É do conhecimento geral que o êxito da Teoria Crítica está associado, em grande medida, à sua extraordinária capacidade de influência, durante longo período, sobre as mais variadas escolas e autores; a partir dos anos 60, porém, ela tornou-se um foco praticamente incontornável das grandes polémicas do pensamento social. A partir de então, todas as vertentes da Teoria, incluindo a  concepção de cultura, ficaram sujeitas a um cerrado fogo crítico.

Se a ponderação e a «justa medida» constituem referenciais inquestionáveis do trabalho científico, todos sabemos, porém, que a história está repleta de contra-exemplos. Temo que a situação presente da teoria da cultura seja um  destes casos: o impulso que até há bem pouco tempo promoveu a apologia quase cega da ideia de indústria da cultura parece dar lugar, nos últimos tempos, à sua impiedosa rejeição. Do meu ponto de vista, a apreciação em termos críticos desta teoria é indispensável, mas isso não significa (nem implica) a sua refutação liminar. Pelo contrário, a primeira apreciação que se me oferece neste momento em que as «indústrias culturais» tanto parecem entusiasmar a nossa sociedade (mesmo os meios intelectuais e académicos) é de reconhecimento da validade em termos gerais e do grande rigor da teoria frankfurteana da cultura. Esta apreciação respeita a tudo aquilo que na nossa cultura se inscreve com as marcas de componente industrial e, em particular, de uma «industrialização pesada», isto é, toda a cultura que se encontra associada ou é mesmo directamente comandada pelos grandes interesses económicos e empresariais.

Duvidosa, muito duvidosa mesmo parece-me já a pretensão de reduzir a cultura nos nossos dias a uma mera indústria da cultura - aqui parece-me que a Teoria Crítica assume uma abstractização e procede a um nivelamento grosseiro da experiência.

Apresentarei de seguida, ainda que sumariamente, três considerações reflexivas que se destinam a reponderar a teoria da indústria da cultura nos seguintes aspectos: as suas conclusões (que considero excessivas), o diagnóstico da situação presente (que peca por irrealismo) e o prognóstico quanto ao futuro que se avizinha (pouco plausível).
 

A indústria da cultura nos enlaces da história

A primeira consideração põe em evidência uma limite da teoria da indústria da cultura que resulta do que podemos considerar um equívoco histórico.
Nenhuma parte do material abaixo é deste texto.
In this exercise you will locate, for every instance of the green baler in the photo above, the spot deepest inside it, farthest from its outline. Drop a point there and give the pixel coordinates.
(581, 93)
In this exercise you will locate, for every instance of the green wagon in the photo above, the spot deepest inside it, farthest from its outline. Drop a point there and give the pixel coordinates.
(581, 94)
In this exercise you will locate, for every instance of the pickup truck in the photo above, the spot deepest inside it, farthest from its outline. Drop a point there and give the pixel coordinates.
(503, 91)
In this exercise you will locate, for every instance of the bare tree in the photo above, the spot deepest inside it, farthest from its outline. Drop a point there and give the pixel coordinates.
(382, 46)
Esta teoria teve a sua génese, como é sabido, nos anos 40 e as marcas particulares dessa época impregnam-na profundamente. Por um lado, o facto da industrialização da cultura então e pela primeira vez assumir proporções esmagadoras - correspondentes a transformações cruciais de ordem geral das economias ocidentais (o capitalismo desenvolvido). Por outro lado, o facto de estas novas indústrias despontarem numa situação de praticamente total dependência ou do poder político (para o que muito contribuiu a situação de guerra na Europa) ou do sistema comercial capitalista - duas realidades que tanto Adorno como Horkheimer conheceram de perto entre a fuga da Alemanha e o exílio americano. Tanto a absoluta novidade da industrialização da cultura, quanto estes contornos particulares que o fenómeno assumiu parecem ter pesado de uma forma esmagadora na consciência dos teóricos de Frankfurt, influenciando determinantemente as suas ideias.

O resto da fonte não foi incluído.